Emancipation, the Cold War, and Hidden Themes of History
Marian J. Barber, March 2013
Sometimes it's easy to recognize the themes that animate the National History Center's programs—big events such as the Arab Spring, the breakup of empires, and the American civil rights movement can often shape the conversation. Other times, similarities become evident only upon reflection. The first two meetings of the weekly Washington History Seminar in 2013 are a case in point. The sessions, open to the public and co-sponsored by the National History Center and the Woodrow Wilson International Center for Scholars, furthered one of the History Center's goals—bringing the historical contexts of current policy debates to the fore. Ostensibly, the sessions focused on widely disparate subjects: the Emancipation Proclamation and the Cold War, and the participants certainly addressed those topics. But when these two sessions are considered together, other themes emerge: the ragged ways in which wars end, the fleeting nature of presidential leadership, and last, but certainly not least, presidents in the movies.
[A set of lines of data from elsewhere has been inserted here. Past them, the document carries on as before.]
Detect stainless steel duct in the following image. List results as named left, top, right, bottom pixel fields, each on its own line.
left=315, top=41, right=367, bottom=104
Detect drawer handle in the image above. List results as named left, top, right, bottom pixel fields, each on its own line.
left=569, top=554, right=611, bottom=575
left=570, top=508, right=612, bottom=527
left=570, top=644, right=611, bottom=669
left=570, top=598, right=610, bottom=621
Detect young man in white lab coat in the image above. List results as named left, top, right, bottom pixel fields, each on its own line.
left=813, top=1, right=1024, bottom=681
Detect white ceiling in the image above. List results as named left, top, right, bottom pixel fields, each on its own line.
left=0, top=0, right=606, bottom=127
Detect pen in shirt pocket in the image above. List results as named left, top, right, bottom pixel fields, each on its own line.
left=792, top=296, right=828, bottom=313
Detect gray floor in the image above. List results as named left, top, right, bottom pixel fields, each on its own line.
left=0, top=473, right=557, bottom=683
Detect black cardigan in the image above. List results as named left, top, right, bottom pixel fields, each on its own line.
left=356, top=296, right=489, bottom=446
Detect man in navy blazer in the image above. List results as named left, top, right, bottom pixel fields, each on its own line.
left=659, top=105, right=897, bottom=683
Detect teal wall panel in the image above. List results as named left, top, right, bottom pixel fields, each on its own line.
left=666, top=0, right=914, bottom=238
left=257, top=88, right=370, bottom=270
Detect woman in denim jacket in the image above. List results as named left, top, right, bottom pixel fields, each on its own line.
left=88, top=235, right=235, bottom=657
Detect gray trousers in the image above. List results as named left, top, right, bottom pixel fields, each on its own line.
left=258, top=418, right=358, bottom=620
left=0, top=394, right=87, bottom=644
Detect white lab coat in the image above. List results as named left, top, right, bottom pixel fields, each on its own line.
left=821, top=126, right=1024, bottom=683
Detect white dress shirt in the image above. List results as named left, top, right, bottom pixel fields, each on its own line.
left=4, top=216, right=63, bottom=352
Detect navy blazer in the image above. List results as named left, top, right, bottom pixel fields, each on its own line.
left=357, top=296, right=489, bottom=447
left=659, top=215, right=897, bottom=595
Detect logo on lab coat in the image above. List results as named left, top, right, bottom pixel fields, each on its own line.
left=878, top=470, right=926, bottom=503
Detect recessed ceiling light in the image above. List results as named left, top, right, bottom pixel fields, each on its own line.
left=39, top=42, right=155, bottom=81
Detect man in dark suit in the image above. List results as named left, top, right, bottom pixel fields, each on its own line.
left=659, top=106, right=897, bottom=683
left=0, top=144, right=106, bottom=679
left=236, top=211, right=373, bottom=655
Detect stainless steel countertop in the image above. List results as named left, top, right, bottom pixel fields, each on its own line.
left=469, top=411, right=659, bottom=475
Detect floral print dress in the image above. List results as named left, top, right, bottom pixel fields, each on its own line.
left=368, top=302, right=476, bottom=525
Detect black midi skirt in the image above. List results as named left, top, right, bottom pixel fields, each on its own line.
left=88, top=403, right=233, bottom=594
Both presentations sought to correct popular misconceptions about their subjects. Eric Foner's seminar, held on January 28 at the Wilson Center in downtown Washington, DC, and entitled "The Significance of Lincoln's Emancipation Proclamation for America," emphasized the change in Abraham Lincoln's attitudes toward slavery. Always an opponent of the "peculiar institution," Lincoln had been an advocate of "gradual emancipation" approach, which proposed sending freed slaves to Africa and compensating former slave owners for their economic losses. Foner noted that the intransigence of the South and the courage of enslaved people who fled to Union lines led to an evolution in Lincoln's views that found expression in the Emancipation Proclamation, limited though it was.
At the second session, held on February 4 and entitled, "Six Months in 1945: The Origins of the Cold War," former Washington Post reporter Michael Dobbs asserted that the conflict that divided East and West for more than 40 years began well before Winston Churchill's famed "Iron Curtain" speech, delivered nearly a year after the death of Franklin D. Roosevelt. Instead, Dobbs argued, it was set in motion by the meeting of Stalin, Churchill, and Roosevelt at Yalta in February 1945 and sealed by the Russian and British leaders' meeting with Harry Truman at Potsdam in July of that year. American attitudes toward the Soviets evolved during the interim, Dobbs observed, from eager allies to unequivocal enemies as a result of close and disillusioning interactions—first among ordinary soldiers and only later among high-level officials.
Each talk highlighted the circumstances surrounding the end of a long and difficult war—circumstances that involved the death of a charismatic leader. Dobbs suggested that the tremendous difference between the human costs of war borne by the Soviets and those borne by the United States helped set the stage for ongoing conflict, as the disparities led to lasting resentment. Though Foner concentrated on Lincoln's transformation between the beginning of the Civil War and the Emancipation Proclamation of 1863, he closed with a discussion of the second inaugural address, delivered barely a month before his death, in which Lincoln said that the guilt of slavery lay not only upon the South, but upon all Americans—the North, too, had benefited from the "unrequited labor" of enslaved persons. Foner, author of the seminal Reconstruction: America's Unfinished Revolution, 1863–1877, described the guerilla war waged by the South in the years after Appomattox, noting that the terrorists of that time killed more Americans than al-Qaeda.
The confidence the two presidents had placed in their ability to bring ideological opponents together was an underlying theme of Foner's talk and an explicit one of Dobbs's. But the not-unanticipated death of Roosevelt and the utterly shocking assassination of Lincoln rendered their confidence beside the point. Dobbs argued that despite Roosevelt's failure to involve his third vice president in policy discussions—including those about the atomic bomb—Truman attempted to follow the roadmap laid out by his predecessor until his own experiences with Stalin led him to a harder line. By contrast, when asked the inevitable question about how events might have unfolded had Lincoln survived Ford's Theater, Foner replied that Andrew Johnson had none of the qualities of greatness that equipped Lincoln for the challenges of transforming a national economy and polity based upon human oppression.
Probably to pre-empt another inevitable question, Foner prefaced his talk by jokingly comparing two recent films, Abraham Lincoln: Vampire Hunter and Steven Spielberg's Lincoln, adding that the former does a decent job of portraying antebellum America, while Spielberg and the writer of the latter, playwright Tony Kushner, make more claims to historical authenticity than their work can support. Dobbs, on the other hand, felt no need to mention Hyde Park on Hudson, the cinematic retelling of the visit by Britain's King George VI and Queen Elizabeth to FDR's family home, released at the same time as Lincoln. Daniel Day-Lewis, who portrays the president in Lincoln, has been nominated for an Academy Award. Bill Murray's less dramatic but perhaps more realistic turn as FDR seems destined to fade from public consciousness.
Marian Barber is the associate director of the National History Center.